Issue 275: 2021 04 15: HUWN

15 April 2021


A new minority.

By Robert Kilconner

Scene: A recruitment consultant offices.

Consultant: Good morning, Mr Binks.  I understand you want our advice on where to apply for a job.  Let’s have a look at your CV.  Hmm, it seems to be full of spelling and grammatical mistakes.  I think you should say up front that you are dyslexic.  Most employers understand that nowadays and will make adjustments to help you fit in.

Binks: But I’m not dyslexic.

Consultant: Oh, English not your first language perhaps?  What used to be called BAME?  You look pretty standard issue Yorkshire to me but maybe you were brought up abroad or kidnapped and brought up by terrorists who only spoke Arabic.  Was it something like that?

Binks: No, nothing of that sort.  It’s just that I’m from HUWN.

Consultant: HUWN.  Where is that?

Binks: It is not so much “where” as “what”.  HUWN is the name given to a collection of Universities, Hull, the University of the Arts London, Worcester and Nottingham Trent, who believe that their staff should “actively accept spelling, grammar or other language mistakes that do not significantly impede communication unless the brief states that formally accurate language is a requirement”.  Brilliant really.  Means you can get a good degree without wasting time on spelling and grammar.  Clamps down on elitism.  A sort of Russell Group but in reverse.

Consultant: I see.  But you have put down marketing as your career preference.  How will your employer use you if you cannot write English properly?  It won’t do for a marketing executive, I am afraid.

Binks: Oh well, never mind.  What about law, or management or finance?

Consultant: I’m afraid they may want communication skills there too.  You really need something where you only have to communicate with other HUWNs and that narrows the market.

Binks: But everyone ought to ignore spelling and grammar.  We all know that.  Perhaps there will be a law against discrimination on grounds of illiteracy.  That would fit in with Government’s objective of abolishing elitism.

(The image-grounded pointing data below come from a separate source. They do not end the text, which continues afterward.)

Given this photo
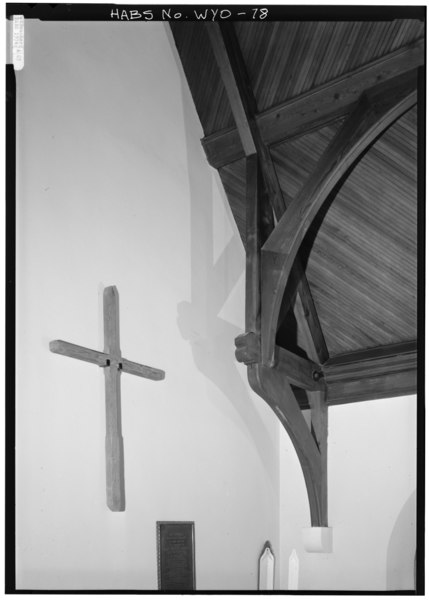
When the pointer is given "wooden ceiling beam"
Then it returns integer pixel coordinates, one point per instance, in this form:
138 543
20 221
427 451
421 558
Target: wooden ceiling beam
389 385
315 108
376 111
229 58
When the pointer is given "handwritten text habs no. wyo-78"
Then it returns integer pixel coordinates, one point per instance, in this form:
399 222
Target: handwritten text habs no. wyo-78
172 14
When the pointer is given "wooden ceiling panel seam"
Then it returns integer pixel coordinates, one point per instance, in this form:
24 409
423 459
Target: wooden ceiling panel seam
373 327
326 246
367 290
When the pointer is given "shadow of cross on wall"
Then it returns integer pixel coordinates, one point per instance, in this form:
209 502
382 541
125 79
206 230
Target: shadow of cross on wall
113 366
210 336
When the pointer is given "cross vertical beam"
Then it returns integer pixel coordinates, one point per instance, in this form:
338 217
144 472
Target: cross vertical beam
115 479
113 364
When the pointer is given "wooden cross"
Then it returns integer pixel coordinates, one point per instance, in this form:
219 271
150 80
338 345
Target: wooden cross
113 364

Consultant: The trouble is that most organisations sell internationally to countries which use English as a business language and foreigners tend to write it very accurately.  More formal on the continent, you know.  There would have to be similar laws there too.  It really doesn’t sound imminent.  What about a manual job?

Binks: You must be joking.  I paid £9000 a year for my degree to get a good office job.  Are you saying I was ripped off?

Hopefully the brighter students at the HUWN universities will realise the importance of communication skills and will themselves see to it that theirs are up to scratch.  For the rest, well, the chasm opens before them and they have not got much for their money.  It matters little whether they have mastered the details of some difficult subject because without basic communication skills like grammar and spelling, their knowledge will profit them little.  The world does not belong to those with ideas so much as to those who are capable of expressing them in an accurate and easy to read form.

As always it is those at the bottom who are betrayed.